Database File Record Offsets
The picture to the right shows three records each with only two fields. The records are stored inside a database file which is normally visualized as a long linear string of bytes but shown here instead as stacked on top of each other for display purposes. In real-life there can be more than two columns of data about each entity but for display purposes we have shown only two. This is how the records are actually stored in the database file. Just like in an Excel spreadsheet, each row contains columns of data about a single entity. 



Single index is smaller than full book record it points to on disk
Recall, that the "job" of a database is to NOT just store the records row by row in a database file but to allow humans to query for specific records in that database file.

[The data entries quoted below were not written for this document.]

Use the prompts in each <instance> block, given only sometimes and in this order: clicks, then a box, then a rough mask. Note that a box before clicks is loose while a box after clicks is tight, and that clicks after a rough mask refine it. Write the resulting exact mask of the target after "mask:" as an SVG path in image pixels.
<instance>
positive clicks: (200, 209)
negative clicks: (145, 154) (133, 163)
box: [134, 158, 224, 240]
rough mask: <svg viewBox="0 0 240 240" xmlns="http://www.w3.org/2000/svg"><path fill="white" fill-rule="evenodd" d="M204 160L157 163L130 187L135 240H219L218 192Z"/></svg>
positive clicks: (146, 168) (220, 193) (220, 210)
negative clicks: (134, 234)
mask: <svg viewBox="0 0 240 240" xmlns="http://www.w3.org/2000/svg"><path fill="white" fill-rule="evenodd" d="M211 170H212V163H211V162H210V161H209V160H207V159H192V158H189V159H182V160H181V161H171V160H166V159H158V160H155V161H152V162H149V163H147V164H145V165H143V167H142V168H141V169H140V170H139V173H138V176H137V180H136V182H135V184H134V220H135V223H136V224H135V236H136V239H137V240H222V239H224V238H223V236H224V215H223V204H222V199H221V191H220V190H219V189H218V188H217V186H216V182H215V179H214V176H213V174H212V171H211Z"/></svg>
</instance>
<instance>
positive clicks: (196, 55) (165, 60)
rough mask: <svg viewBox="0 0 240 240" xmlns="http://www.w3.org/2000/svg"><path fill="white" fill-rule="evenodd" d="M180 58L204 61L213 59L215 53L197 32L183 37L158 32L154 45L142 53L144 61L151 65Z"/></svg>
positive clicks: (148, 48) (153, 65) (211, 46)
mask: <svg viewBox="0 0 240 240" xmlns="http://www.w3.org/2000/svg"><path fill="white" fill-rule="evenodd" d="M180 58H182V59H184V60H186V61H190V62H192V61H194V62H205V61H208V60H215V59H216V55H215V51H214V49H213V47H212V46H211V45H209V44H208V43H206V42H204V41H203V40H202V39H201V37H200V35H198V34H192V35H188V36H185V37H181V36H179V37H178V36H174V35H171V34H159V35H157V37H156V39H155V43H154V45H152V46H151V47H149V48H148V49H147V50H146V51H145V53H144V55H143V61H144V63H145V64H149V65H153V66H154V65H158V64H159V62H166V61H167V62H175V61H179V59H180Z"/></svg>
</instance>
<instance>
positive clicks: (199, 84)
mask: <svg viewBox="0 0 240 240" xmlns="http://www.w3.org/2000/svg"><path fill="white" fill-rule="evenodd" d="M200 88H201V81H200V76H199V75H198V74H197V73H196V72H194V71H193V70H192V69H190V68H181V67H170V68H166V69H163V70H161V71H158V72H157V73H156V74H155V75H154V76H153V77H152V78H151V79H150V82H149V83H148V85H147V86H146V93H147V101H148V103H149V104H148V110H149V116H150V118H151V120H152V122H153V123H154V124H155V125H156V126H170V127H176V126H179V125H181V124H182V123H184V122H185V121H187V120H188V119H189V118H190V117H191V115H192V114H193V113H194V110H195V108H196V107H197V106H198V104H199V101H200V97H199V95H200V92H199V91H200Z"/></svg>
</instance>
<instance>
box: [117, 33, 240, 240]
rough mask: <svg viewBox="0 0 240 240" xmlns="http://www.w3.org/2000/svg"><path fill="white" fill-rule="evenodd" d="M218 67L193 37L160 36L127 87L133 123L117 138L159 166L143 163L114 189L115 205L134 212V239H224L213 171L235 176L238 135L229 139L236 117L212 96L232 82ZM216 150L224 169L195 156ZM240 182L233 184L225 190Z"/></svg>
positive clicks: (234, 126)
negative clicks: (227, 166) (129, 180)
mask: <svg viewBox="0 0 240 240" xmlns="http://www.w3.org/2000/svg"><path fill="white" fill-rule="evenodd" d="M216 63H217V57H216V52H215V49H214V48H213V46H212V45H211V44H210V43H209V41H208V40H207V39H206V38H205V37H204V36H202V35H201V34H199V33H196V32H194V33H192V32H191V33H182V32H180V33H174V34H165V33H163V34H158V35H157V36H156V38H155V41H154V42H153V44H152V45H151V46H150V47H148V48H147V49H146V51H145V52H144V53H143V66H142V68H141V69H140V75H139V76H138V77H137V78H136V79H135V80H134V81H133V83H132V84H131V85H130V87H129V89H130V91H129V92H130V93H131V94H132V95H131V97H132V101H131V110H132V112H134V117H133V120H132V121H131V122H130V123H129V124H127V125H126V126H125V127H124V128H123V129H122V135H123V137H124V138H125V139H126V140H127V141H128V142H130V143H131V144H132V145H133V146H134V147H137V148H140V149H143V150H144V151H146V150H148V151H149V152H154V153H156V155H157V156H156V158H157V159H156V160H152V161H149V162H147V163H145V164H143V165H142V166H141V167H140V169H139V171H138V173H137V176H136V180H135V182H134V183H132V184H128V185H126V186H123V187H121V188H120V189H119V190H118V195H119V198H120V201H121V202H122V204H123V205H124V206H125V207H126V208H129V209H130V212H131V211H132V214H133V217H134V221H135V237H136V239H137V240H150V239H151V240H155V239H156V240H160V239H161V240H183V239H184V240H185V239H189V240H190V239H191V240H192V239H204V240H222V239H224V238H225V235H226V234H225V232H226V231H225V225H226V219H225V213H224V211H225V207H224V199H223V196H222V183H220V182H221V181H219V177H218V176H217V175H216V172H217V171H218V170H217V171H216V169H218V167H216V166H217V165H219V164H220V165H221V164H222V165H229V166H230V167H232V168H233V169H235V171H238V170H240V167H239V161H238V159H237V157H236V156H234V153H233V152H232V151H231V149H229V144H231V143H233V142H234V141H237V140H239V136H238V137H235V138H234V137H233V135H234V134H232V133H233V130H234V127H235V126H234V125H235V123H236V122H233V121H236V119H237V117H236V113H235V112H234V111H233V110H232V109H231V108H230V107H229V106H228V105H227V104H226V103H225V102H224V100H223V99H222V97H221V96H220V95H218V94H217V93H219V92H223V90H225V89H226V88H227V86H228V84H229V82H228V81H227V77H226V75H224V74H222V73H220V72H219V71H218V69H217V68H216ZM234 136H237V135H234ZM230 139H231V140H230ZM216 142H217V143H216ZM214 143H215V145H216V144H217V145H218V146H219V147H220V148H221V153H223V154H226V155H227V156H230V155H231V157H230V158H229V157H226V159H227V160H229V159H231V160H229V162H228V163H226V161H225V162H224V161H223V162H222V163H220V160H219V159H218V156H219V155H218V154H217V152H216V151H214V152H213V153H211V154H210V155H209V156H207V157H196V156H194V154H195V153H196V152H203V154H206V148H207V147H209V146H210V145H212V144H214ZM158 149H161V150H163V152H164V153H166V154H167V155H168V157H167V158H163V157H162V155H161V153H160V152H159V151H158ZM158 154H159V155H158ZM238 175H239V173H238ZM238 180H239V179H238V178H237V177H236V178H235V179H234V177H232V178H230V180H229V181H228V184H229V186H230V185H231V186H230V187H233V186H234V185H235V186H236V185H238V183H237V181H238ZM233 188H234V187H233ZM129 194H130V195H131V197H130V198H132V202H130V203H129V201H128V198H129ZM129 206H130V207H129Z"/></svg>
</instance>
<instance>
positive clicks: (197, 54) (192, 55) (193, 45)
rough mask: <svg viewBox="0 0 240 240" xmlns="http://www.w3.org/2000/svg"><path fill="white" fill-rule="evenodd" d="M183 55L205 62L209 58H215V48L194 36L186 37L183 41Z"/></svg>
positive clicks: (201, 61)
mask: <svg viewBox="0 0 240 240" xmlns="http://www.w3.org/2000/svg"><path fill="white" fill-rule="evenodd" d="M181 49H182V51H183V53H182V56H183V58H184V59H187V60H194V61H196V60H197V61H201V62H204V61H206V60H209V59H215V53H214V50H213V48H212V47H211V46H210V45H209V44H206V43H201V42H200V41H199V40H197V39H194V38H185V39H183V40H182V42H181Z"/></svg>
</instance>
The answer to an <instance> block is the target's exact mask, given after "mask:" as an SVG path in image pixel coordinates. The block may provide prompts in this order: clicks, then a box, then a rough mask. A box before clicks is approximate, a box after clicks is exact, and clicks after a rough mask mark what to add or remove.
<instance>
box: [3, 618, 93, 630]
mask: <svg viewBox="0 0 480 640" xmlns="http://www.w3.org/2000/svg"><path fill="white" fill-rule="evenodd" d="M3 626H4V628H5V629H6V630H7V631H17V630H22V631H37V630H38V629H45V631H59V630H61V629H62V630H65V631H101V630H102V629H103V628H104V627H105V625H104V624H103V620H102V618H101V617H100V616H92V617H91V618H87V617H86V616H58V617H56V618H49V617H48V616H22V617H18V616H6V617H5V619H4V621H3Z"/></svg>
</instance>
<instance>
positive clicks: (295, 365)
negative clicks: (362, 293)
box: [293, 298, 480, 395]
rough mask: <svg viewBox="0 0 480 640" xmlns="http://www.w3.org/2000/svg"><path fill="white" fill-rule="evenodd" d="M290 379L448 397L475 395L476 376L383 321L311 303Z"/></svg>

The DB file could potential contain millions of rows of records. If when the DBMS receives a query from a human asking for all the books with a "publication date" after 2012,
Last_Name index shows record location
It would take too long to simply read through each of the 1 million records describing the specific books pulling out the books that match the requested criteria (>2012). The database needs to build a digital version of a library card catalog. The DBMS can search these indexes hold a single piece of sorted metadata and the location of that specific book. Because the indexes are sorted and hold far fewer columns of data than the actual records they point to ... they can be searched much quicker than reading through the whole table of full records. Searching a catalog of index records which have been sorted by "publication year" allows the DBMS to quickly locate all the "books published after 2012".

Indexes sorted alphabetically in RAM

While the the database records are stored on disk, the indexes, due to their smaller size, can be stored in RAM. As each new book is added to or removed from the library, the DBMS will need to update each books associated index. Because the indexes are in memory this process is much faster than if they were stored on disk. The requirement of keeping the indexes in memory is one of the main reasons database servers require lots of RAM. It should be noted that the use of indexes in addition to the records themselves is a duplication of data. Having many different indexes say by First_Name, Last_Name, Hire_Date, Office_location adds to the duplication and work since every time you modify or insert a record you must also update the indexes. It should also be noted that if the database records are never modified, the indexes would never also never need to change. Performance tests are often done to determine whether adding another index will have a positive or negative performance effect on the database.




TAKEAWAYS:



Modern DBMSs either store records full of metadata about entities that exist in the real world or the database records are the actual digital objects themselves. DBMSs store there data records in a database file and give humans the ability to query for a specific set of data records matching some criteria. The DBMS will keep sorted indexes in RAM to allow for fast location and retrieval of the requested set of records called a "recordset". While the database term may have been coined in 1962 to refer to the methods of storing and retrieving digital data, the concepts such as indexing and metadata have existed for millennia. In future blog posts DATABASE 102 & 103, we will investigate the database concept further. In even more database blog posts, I will investigate the different types of databases such as relational, NoSQL and NewSQL as well as their use cases.